Analysis of email structure to detect malicious intent

Using AI to determine whether an email is trying to induce the reader to do something that would lead to compromise, such as clicking on a link or opening a file.

Download this research paper

Malicious emails usually try to induce the recipient to take a particular action. For example, extortion emails may try to force the recipient to make a cryptocurrency payment, and phishing emails may tempt the recipient to click a link that points to a malicious payload or a fake login screen.

Looking for such emails by watching for specific content, addresses or domains is a poor strategy because these features change over time. The content might change to capitalize on a contemporary topic, such as the COVID-19 pandemic, and they are sent from different addresses to circumvent blocklists.

We have created a classifier that analyzes incoming email and assigns a score in four categories of inducement: extortion, solicitation, phishing, and other spam.

This is achieved by analyzing email structure and non-specific content. Structure variables include, among other things, the number of sentences, average sentence length, average paragraph length, and the number of characters that come before the first link. Content variables include the number and density of hyperlinks, references to currency, HTML tags, non-standard punctuation, etc.

Some language processing also identifies words and phrases associated with each category and contributes to the four scores.
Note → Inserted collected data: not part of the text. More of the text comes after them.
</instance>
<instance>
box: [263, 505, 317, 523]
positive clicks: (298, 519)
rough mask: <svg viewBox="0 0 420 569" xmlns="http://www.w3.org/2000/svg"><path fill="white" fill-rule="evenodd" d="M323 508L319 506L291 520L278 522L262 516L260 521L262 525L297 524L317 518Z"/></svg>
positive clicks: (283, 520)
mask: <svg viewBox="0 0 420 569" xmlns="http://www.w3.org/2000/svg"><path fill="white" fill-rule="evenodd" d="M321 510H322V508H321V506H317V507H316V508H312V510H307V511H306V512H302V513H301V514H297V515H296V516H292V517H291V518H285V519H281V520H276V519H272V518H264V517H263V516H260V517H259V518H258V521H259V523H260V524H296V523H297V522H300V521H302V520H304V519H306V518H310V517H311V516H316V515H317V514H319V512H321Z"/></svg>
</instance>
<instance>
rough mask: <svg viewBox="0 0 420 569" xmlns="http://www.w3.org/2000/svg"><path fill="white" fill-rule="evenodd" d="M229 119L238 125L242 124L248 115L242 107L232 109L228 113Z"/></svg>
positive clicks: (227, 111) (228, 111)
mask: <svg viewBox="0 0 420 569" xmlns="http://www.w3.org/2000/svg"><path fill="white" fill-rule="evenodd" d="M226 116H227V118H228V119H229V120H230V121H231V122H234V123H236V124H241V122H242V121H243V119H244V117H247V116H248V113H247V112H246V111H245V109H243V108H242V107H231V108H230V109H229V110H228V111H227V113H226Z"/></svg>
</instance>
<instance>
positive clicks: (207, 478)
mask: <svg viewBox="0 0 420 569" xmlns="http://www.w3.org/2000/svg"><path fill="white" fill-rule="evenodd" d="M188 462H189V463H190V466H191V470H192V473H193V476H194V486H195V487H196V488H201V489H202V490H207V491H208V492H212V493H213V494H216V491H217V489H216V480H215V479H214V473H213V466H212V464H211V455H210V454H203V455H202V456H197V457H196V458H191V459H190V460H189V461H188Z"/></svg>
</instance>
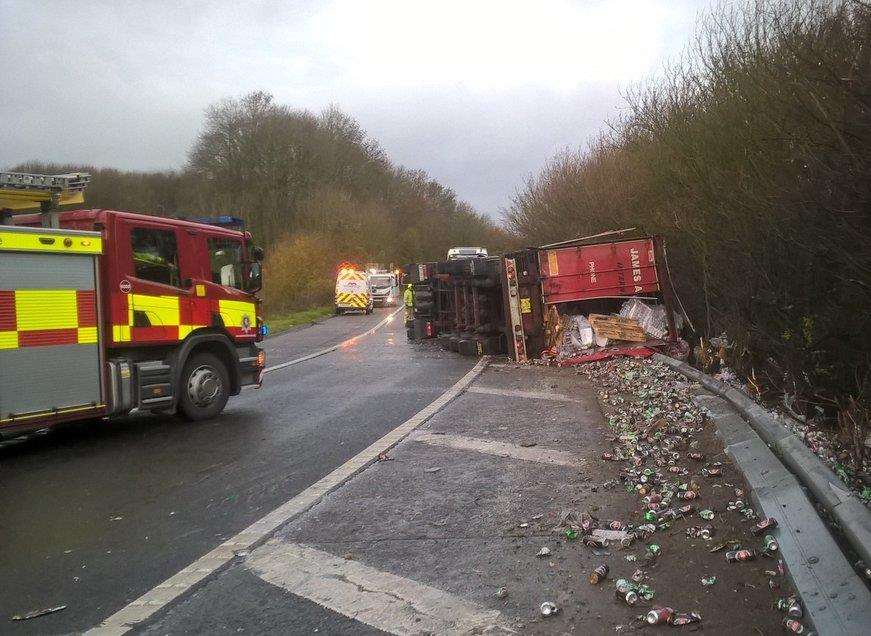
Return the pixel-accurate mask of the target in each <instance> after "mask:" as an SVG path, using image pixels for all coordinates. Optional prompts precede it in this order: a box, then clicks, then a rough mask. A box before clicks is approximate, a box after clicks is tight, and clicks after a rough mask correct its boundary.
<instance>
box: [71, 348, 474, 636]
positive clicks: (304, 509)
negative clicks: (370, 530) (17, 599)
mask: <svg viewBox="0 0 871 636" xmlns="http://www.w3.org/2000/svg"><path fill="white" fill-rule="evenodd" d="M489 360H490V359H489V357H488V356H485V357H483V358H481V359H480V360H479V361H478V364H476V365H475V366H474V367H473V368H472V370H471V371H469V372H468V373H466V375H464V376H463V377H462V378H460V379H459V380H458V381H457V382H456V383H455V384H454V385H453V386H452V387H451V388H449V389H448V390H447V391H445V392H444V393H442V394H441V395H440V396H439V397H437V398H436V399H435V400H433V401H432V402H430V404H429V405H427V406H426V407H424V408H423V409H421V410H420V411H418V412H417V413H415V414H414V415H412V416H411V417H410V418H408V419H407V420H405V422H403V423H402V424H400V425H399V426H397V427H396V428H394V429H393V430H392V431H390V432H389V433H387V435H385V436H384V437H382V438H381V439H379V440H378V441H376V442H375V443H374V444H372V445H371V446H369V447H367V448H365V449H364V450H362V451H360V452H359V453H357V454H356V455H355V456H354V457H352V458H351V459H349V460H348V461H347V462H345V463H344V464H342V465H341V466H339V467H338V468H336V469H335V470H334V471H333V472H331V473H330V474H328V475H327V476H326V477H324V478H322V479H321V480H320V481H317V482H315V483H314V484H312V485H311V486H309V487H308V488H306V489H305V490H303V491H302V492H301V493H299V494H298V495H296V496H295V497H294V498H293V499H290V500H289V501H286V502H285V503H283V504H282V505H280V506H279V507H278V508H276V509H275V510H273V511H272V512H270V513H269V514H267V515H266V516H265V517H262V518H261V519H259V520H257V521H255V522H254V523H252V524H251V525H250V526H248V527H247V528H245V529H244V530H243V531H242V532H240V533H239V534H237V535H236V536H235V537H233V538H231V539H230V540H228V541H225V542H224V543H222V544H221V545H219V546H218V547H216V548H215V549H214V550H212V551H211V552H208V553H206V554H205V555H203V556H202V557H200V558H199V559H197V560H196V561H194V562H193V563H191V564H190V565H189V566H187V567H186V568H184V569H183V570H181V571H180V572H178V573H177V574H174V575H173V576H171V577H169V578H168V579H167V580H166V581H164V582H163V583H161V584H160V585H158V586H157V587H155V588H154V589H152V590H149V591H148V592H146V593H145V594H143V595H142V596H140V597H139V598H138V599H136V600H135V601H133V602H132V603H130V604H129V605H127V606H126V607H123V608H121V609H120V610H118V611H117V612H115V613H114V614H112V615H111V616H109V617H108V618H107V619H106V620H104V621H103V622H102V623H100V625H99V626H97V627H94V628H92V629H90V630H88V631H87V632H86V633H87V634H125V633H127V632H128V631H130V630H131V629H132V628H134V627H135V626H136V625H137V624H138V623H141V622H142V621H145V620H147V619H148V618H150V617H151V616H153V615H154V613H155V612H157V611H159V610H161V609H163V608H165V607H166V606H167V605H169V604H170V603H172V602H173V601H176V600H177V599H179V598H180V597H181V596H183V595H185V594H187V593H189V592H190V591H191V590H192V589H193V588H194V587H195V586H197V585H198V584H200V583H201V582H202V581H203V580H204V579H205V578H207V577H209V576H211V575H212V574H215V573H216V572H218V571H220V570H222V569H224V568H225V567H227V566H228V565H229V564H230V563H232V562H233V560H234V559H235V558H236V554H235V553H236V552H238V551H241V550H246V551H250V550H253V549H254V548H255V547H257V546H258V545H260V544H262V543H263V542H264V541H266V540H267V539H268V538H269V537H270V536H271V535H272V533H274V532H275V531H276V530H277V529H278V528H279V527H281V526H282V525H284V524H285V523H287V522H288V521H290V520H291V519H293V518H294V517H297V516H298V515H300V514H302V513H303V512H305V511H306V510H308V509H309V508H311V507H312V506H314V505H315V504H316V503H318V502H319V501H320V500H321V499H322V498H323V497H324V496H325V495H326V494H327V493H329V492H331V491H333V490H335V489H336V488H338V487H339V486H341V485H342V484H343V483H345V482H346V481H348V480H349V479H351V477H353V476H354V475H356V474H357V473H358V472H360V471H362V470H363V469H364V468H366V467H367V466H368V465H369V464H371V463H372V462H374V461H376V460H377V459H378V455H379V454H381V453H383V452H386V451H388V450H390V449H391V448H393V447H394V446H395V445H396V444H398V443H399V442H400V441H401V440H402V439H404V438H405V437H407V436H408V434H409V433H411V432H412V431H413V430H414V429H416V428H417V427H418V426H420V425H421V424H423V423H424V422H426V421H427V420H428V419H429V418H431V417H432V416H433V415H435V414H436V413H437V412H438V411H439V410H441V409H442V408H444V407H445V406H446V405H447V404H448V403H449V402H450V401H451V400H453V399H454V398H455V397H457V396H458V395H459V394H460V393H462V392H463V391H464V390H465V389H466V387H468V386H469V385H470V384H471V383H472V382H474V380H475V378H477V377H478V376H479V375H480V374H481V372H483V370H484V368H485V367H486V366H487V364H488V362H489Z"/></svg>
This approach deals with new content and new email addresses better than many other approaches and is demonstrably effective. For example, this classifier has identified many phishing emails related to COVID-19 despite being trained on data from before the pandemic. One email encouraged employees to log in and contribute to their company’s COVID relief fund.

Additionally, a profile of typical behavior can be developed for each sender by tracking these scores over time. By comparing inducement scores of a new email to the scores of previous emails (using both probabilistic and substantiality metrics) we can obtain an “inducement shift” score. We can pass this score to an autonomous-response platform as a supplement to the inducement score, because a large shift might indicate an account takeover and deserves a more robust response.